Jette biss sich auf die Innenseite der Wange. Sie schmeckte Blut, sagte aber keinen Ton.

»Dieser schusselige alte Doktor Lührs hat sich eben nicht klar ausdrückt. Warte mal.« Jette konnte ihre Mutter regelrecht denken hören, bevor diese fortfuhr: »Angebrochen. Genau. Das hat er gesagt. Alles halb so wild.«

Halb so wild? Eine 77-jährige allein lebende Frau hatte sich den Fuß angebrochen, und Martha von Straten machte daraus eine Bagatelle.

Marie hatte sie inzwischen erreicht und legte ihr beruhigend eine Hand auf den Arm. Nur deshalb schrie Jette nicht los.

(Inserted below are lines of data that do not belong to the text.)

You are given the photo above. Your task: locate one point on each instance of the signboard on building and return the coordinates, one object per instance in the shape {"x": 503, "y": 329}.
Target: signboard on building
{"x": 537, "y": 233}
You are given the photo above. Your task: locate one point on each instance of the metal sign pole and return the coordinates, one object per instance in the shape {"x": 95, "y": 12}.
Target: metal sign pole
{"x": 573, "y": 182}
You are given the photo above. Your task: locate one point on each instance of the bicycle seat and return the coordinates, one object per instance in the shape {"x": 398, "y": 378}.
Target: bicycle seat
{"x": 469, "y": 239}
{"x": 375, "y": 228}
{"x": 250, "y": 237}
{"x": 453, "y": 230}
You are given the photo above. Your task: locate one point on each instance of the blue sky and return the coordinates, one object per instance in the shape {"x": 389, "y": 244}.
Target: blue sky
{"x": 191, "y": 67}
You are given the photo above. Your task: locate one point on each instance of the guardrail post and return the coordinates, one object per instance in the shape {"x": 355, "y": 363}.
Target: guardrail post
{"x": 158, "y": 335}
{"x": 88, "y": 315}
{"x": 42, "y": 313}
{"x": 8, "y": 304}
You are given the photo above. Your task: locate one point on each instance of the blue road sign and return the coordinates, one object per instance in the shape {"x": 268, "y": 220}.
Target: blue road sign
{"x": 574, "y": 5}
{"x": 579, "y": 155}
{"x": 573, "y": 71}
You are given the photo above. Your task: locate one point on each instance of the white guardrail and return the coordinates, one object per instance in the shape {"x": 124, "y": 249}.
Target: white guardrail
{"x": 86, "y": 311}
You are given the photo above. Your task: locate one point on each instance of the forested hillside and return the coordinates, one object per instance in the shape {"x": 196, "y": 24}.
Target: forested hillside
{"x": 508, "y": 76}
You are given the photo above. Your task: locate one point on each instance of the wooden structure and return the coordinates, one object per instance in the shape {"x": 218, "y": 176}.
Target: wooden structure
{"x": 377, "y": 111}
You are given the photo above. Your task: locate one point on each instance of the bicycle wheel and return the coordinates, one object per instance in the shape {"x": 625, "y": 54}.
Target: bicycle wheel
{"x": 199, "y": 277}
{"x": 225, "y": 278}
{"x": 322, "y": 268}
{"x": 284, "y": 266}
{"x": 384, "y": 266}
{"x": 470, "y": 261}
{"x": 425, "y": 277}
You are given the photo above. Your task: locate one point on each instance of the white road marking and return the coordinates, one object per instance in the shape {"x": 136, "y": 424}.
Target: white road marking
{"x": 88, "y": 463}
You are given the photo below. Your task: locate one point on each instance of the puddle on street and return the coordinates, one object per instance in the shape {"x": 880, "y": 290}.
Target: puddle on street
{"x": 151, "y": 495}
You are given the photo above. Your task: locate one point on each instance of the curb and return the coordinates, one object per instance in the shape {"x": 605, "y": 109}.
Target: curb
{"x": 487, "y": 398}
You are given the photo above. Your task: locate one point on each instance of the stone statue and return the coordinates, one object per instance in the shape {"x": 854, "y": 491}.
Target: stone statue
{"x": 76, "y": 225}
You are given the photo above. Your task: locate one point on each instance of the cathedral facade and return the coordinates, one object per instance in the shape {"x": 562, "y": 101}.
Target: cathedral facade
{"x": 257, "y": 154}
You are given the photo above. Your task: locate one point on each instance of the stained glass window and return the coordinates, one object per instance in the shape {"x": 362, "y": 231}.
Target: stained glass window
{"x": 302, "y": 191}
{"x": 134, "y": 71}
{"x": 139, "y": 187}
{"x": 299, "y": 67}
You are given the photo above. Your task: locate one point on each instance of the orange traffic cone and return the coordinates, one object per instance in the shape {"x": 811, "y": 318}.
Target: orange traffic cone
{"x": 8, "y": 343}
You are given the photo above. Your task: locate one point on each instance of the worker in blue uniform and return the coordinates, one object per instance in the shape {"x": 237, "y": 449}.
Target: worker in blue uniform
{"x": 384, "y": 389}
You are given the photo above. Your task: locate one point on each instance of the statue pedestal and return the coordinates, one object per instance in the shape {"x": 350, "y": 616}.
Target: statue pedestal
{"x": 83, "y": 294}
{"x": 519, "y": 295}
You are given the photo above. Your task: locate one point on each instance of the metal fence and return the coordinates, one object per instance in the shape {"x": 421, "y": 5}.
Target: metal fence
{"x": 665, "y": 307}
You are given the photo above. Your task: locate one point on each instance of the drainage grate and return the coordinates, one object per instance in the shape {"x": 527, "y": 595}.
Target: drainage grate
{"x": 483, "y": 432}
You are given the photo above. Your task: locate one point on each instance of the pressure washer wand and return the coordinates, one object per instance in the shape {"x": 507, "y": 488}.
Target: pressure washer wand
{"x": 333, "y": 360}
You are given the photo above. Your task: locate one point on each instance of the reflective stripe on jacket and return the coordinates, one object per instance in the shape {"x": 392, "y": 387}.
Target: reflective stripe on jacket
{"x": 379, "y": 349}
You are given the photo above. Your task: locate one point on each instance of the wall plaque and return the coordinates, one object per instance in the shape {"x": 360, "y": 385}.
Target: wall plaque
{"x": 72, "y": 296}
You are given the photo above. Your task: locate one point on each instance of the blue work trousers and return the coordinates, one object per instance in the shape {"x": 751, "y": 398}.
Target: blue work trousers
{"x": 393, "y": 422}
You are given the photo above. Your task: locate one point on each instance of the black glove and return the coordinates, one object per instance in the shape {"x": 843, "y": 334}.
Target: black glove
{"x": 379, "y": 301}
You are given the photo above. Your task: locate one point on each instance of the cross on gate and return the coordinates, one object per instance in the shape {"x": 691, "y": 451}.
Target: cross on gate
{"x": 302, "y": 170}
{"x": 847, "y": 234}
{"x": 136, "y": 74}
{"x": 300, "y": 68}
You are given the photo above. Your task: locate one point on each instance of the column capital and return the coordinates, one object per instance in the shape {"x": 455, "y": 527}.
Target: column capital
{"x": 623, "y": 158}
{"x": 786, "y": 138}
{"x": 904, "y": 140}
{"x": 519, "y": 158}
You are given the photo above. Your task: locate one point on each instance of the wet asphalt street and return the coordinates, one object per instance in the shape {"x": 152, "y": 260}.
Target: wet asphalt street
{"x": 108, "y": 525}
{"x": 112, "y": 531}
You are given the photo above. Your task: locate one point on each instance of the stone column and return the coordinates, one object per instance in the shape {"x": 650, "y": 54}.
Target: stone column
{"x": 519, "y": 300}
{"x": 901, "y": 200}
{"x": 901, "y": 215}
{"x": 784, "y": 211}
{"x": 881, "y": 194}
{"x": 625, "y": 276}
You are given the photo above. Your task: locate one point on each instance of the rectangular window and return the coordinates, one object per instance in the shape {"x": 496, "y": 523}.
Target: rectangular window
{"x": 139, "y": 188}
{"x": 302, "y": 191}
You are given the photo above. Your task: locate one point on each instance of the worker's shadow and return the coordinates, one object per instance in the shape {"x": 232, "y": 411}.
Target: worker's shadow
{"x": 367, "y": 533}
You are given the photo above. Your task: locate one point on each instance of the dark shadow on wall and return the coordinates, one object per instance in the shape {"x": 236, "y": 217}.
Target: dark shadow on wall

Ihre Mutter war offenbar irritiert, weil sie nichts sagte. »Na, ich habe ihr schon tausendmal verboten, in ihrem Alter noch mit dem Fahrrad zu fahren. Vor allem wenn es so windig ist. Aber auf mich hört ja keiner.«

Wieder zwang Jette sich zu schweigen. Spiekeroog war eine autofreie Insel. Ihre Großmutter hatte gar keine andere Wahl, als das Rad zu nehmen, wenn sie es mal eilig hatte. Und außerdem: Tilde Eriksen mochte auf die achtzig zugehen, aber sie war topfit.

»Die Arbeit hält mich jung«, hatte sie im vergangenen Sommer gesagt, als Jette für eine Woche zu ihr gefahren war.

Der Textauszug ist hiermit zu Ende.